The slaughterhouse looks like a horror movie – red walls from five feet down, heavy-looking metal doors on sliders, the municipality butchers wearing long aprons. They are blindingly white, and the men carry the sharpest knives I’ve seen. They are acute as triangles, sharpening their edges on tinny plates.
Outside, eighty-odd pigs lie on top of each other in pens. It’s night, so they sleep now while they wait. They will be let in, three at a time, to the holding pen indoors where they will be systematically killed, taken apart, and made ready for the morning’s meat market.
This is your meat, your meal tomorrow, and it’s beginning to snore.
We CIEE students are the witnesses. The Follow the Food activity has raised awareness in our consumption, but probably none of the groups has had as emotional an impact on us. The meat group isn’t even my own. I decided to join them because I thought, as a sometimes carnivore, I should face the reality of slaughter. Now I stand here rethinking my decision. The air is smothering and smells like the foulest outhouse you can imagine. I guess this is what death smells like.
Yesterday, the meat group watched a cow die. I spoke with select members of the group hours after it had happened and something was shaken. Tess showed me pictures of the whole thing. As she was flipping through her camera’s photos and video, she mentioned how viewing through the camera lens had allowed her to feel detatched. A picture of the moment of death. She shrugs. It’s a screen, she explains. It doesn’t feel real.
For a moment I am reminded of a novel I read in Germany, Homo Faber. As the narrator transforms from a disconnected, self-repressed man to a feeler of emotions, he transforms his view of the world from behind to in front of a lens. The screen acts as a barrier; it’s called a “screen” isn’t it?
The pigs are getting restless, they know what’s coming. How could they not? The butchers are excited. It’s not that they’re blood-thirsty. This is their job, and we farang are interested in it. The fact that we care is important. They will make it a good night.
A butcher walks into the pen, holding a thick steel pipe. He corners a pig, kicks the others aside, and bludgeons the animal. The pig goes down. Swiftly one man holds down the unconscious animal, one slits the throat, and another catches the blood in a bag. As the blood is draining, they apply pressure to the stomach to hasten the process. Air escaping the throat passes between the vocal chords and they vibrate. Pig’s swan song, a hoarse call, rushes out, first high-pitched then falling until it fades away. This animal’s life is over, but it will now serve another purpose.
They dip the pig into a vat of boiling water to scald the hair off. The butchers use their knives to shave the hair. Suddenly, the head is removed, the pig hung upside-down from its feet, and the meat is gradually transformed from animal to meat.
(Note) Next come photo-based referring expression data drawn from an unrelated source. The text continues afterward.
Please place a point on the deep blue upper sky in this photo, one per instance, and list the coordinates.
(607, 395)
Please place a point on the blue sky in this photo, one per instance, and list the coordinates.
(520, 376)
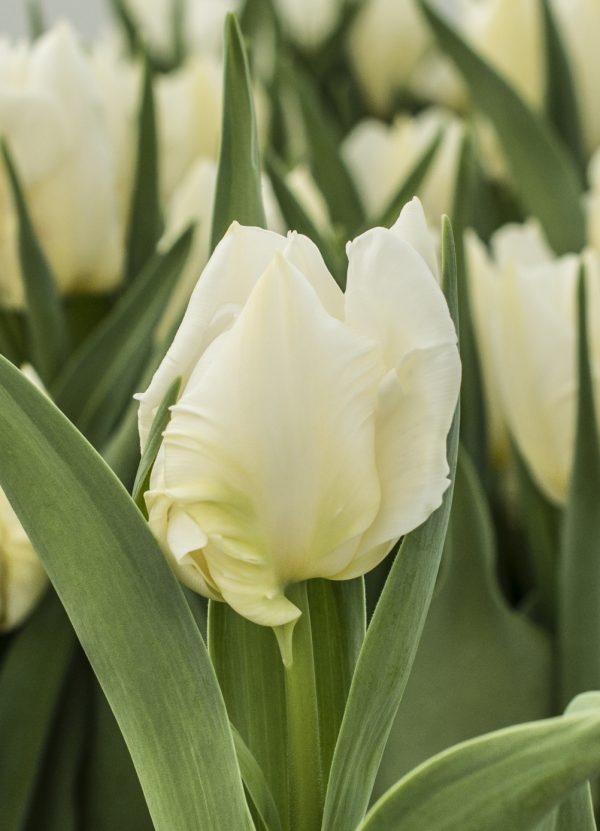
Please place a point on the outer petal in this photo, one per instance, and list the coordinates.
(392, 296)
(416, 405)
(412, 227)
(270, 450)
(229, 277)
Corpse to commodity.
It is a difficult event to witness. It may have been the close air, or the fact that I’ve never before seen something so animal-like die, but at several points I become short of breath and feel faint. I step outside and crouch down while the blood returns to my face. People are mostly quiet. We all are affected – no denying that. Some cry, some disconnect, some just stare.
Afterwards we discuss, trying to make sense of it. It’s respectful in that these butchers take pride in their work. I hear at the cow slaughter, they wai-ed, or bowed, to the animal before killing it. Alejandro describes it as a sort of dance, and that’s kind of true, a ritual at least.
I am a vegetarian, and will continue to be one for the foreseeable future. My reasons are varied and multi-faced, but I now have learned this has nothing to do with the experience tonight at the slaughterhouse. Animals will eat other animals. As long as the process is not disrespectful and clean, I’ve come to terms with it.
Whatever your views on the subject, I think it is an incredibly fascinating experience. If you get the chance, give some consideration to going. Examine your food – be it meat, tofu, or Coca-cola.